For many small town businesses the best approach is to just not worry about it too much. Keep showing up for work every day and doing your best work.
If the market can comfortably support the both of you, then why worry about it?
This is great if the other guy has no interest in beating you out of the game. If you and them own diners on opposite sides of town, people will tend to go to whichever is closest. The market is big enough for both of you.
Another approach is to simply pivot your business in order to avoid direct competition. An untapped market can be a gold mine.
Maybe most of the people who like to shop in electronic gadget stores are millennials, but why does it have to be that way?
If you can pivot your business into another demographic, if you can convince an older demographic, or even a younger demographic, that building a custom PC is actually a lot of fun, then you might be able to dominate that market before anyone else has a chance to try and jump in and compete with you.
Sometimes the best way to beat the competition is to just do everything better. The problem is that “better” is a subjective term. Ask a dozen people if Burger King or McDonalds is “better” and half of them will tell you they never eat at either of them because they prefer Hardee’s or a regional burger chain like In’n’Out or White Castle.
But you can do enough of the little things that make a favorite, you can do more of them than the competition is doing. A pipe tobacco shop that puts a box of free matches in every bag, for instance. You never know what little thing is going to be the tiebreaker.
It should be said that when you’re competing directly with another business for the same group of customers, there is a warlike mentality to the game. Like a general, you can’t overextend your forces. Don’t think that building a second location across the street from your competitor is going to be the answer to all your problems.
Most likely you’ll just have to close up shop before your lease is even up because people already like going to the other place. You can’t let another business just roll over you, but you have to be smart in how you manage your time, money and resources.
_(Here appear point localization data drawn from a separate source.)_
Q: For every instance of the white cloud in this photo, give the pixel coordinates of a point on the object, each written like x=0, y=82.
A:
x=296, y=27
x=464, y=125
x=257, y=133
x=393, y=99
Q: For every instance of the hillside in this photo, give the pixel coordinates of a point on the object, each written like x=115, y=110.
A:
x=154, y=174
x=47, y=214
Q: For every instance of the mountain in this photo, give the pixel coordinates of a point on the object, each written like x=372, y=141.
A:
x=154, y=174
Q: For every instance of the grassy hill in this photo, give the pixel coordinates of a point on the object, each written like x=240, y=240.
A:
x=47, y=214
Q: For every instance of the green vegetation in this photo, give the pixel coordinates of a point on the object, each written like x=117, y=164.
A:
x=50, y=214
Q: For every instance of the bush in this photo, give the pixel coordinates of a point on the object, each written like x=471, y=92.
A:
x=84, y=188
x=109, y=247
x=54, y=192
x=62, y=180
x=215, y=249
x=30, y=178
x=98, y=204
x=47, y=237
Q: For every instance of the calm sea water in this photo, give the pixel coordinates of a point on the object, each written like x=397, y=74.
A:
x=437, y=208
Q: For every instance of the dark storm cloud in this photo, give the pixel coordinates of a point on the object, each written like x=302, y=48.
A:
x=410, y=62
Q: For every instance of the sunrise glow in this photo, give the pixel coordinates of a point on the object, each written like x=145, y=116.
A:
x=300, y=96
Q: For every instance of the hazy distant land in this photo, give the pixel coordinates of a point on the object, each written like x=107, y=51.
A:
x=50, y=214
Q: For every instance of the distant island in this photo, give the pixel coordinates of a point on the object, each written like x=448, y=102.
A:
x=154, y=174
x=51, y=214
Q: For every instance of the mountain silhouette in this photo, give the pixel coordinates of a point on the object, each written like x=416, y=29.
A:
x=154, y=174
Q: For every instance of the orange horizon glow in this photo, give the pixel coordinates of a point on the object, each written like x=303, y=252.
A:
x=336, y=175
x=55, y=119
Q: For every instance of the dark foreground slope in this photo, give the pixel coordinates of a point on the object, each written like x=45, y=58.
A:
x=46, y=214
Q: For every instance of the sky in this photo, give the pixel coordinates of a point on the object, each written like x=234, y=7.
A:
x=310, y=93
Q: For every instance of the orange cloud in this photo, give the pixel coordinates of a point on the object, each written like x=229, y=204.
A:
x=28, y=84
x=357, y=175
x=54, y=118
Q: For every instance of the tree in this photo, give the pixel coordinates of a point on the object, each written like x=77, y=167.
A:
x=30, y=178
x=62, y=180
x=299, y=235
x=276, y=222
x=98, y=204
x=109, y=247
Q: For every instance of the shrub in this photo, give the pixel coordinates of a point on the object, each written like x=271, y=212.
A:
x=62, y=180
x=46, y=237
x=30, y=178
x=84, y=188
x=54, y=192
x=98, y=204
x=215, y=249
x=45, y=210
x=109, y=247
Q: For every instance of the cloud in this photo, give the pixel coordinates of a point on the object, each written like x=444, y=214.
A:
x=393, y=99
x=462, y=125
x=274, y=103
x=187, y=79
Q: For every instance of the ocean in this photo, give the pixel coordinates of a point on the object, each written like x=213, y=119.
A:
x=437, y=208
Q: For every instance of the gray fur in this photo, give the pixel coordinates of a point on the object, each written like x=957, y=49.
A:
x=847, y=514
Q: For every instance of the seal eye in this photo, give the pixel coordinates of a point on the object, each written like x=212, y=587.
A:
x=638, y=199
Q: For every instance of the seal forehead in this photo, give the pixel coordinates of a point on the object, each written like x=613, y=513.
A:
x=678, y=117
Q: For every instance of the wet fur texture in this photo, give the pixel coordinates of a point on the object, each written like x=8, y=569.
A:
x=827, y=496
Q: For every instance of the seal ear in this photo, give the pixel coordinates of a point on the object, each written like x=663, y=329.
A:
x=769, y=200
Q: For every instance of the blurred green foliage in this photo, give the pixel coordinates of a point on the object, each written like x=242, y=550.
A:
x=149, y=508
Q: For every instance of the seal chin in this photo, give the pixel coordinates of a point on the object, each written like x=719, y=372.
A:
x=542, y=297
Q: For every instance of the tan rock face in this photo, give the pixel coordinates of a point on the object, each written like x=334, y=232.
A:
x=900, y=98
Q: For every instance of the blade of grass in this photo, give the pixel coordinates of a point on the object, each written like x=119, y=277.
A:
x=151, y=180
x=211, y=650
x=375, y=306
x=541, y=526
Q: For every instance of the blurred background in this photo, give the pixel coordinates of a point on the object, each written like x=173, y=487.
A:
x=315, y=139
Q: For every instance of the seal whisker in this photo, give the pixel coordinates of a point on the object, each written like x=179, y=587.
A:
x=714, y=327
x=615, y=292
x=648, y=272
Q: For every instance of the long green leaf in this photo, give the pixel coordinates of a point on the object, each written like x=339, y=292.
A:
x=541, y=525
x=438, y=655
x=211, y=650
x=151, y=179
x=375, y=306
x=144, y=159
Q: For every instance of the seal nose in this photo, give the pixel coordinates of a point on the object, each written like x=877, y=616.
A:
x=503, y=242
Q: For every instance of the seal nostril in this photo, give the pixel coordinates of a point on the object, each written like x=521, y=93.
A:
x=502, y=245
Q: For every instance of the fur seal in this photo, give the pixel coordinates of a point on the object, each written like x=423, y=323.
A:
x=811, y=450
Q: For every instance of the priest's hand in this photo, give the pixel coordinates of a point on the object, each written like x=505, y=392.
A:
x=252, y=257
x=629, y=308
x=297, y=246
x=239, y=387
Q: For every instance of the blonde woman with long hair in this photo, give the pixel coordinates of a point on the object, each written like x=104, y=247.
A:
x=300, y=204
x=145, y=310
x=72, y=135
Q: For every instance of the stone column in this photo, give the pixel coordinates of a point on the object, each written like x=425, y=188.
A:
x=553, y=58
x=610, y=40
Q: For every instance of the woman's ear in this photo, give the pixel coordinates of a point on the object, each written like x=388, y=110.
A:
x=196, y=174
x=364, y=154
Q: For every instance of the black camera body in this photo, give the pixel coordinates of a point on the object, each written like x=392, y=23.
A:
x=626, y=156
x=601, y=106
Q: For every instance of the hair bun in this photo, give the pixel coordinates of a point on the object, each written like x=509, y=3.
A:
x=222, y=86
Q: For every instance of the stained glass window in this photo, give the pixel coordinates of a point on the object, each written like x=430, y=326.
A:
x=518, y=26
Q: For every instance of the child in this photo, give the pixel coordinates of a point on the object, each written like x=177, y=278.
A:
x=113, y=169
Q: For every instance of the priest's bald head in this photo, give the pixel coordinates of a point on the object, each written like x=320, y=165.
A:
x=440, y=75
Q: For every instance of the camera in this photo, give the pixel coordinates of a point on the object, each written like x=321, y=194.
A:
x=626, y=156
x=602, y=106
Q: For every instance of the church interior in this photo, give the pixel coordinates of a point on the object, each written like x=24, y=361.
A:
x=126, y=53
Now, the absolute worst thing that you can do is try to compete on pricing. Nobody ever bought a Pepsi because it was three cents cheaper than Coke. A price war is a race to the bottom where everybody loses. Squeezing your profit margin thinner and thinner, having to let valued employees go because you can’t afford to pay them anymore, it’s basically forcing downsizing on yourself. You’re going to have to start cutting corners to save money and, chances are, your competitor will too.
The end result is that both coffee shops in town are now using pre-ground Folgers and they’ve moved to cramped locations, so there’s nowhere left to get a good cup of joe, until a third shop moves in and runs you both out of business with better coffee and a nice, homey atmosphere where you can sit down in a plush chair with a book in your hand ceramic mug on the table beside you.
Compete on quality, compete on location, compete on timely delivery, compete on cleaner bathrooms and more comfortable dining rooms and friendlier staff. Don’t compete on pricing.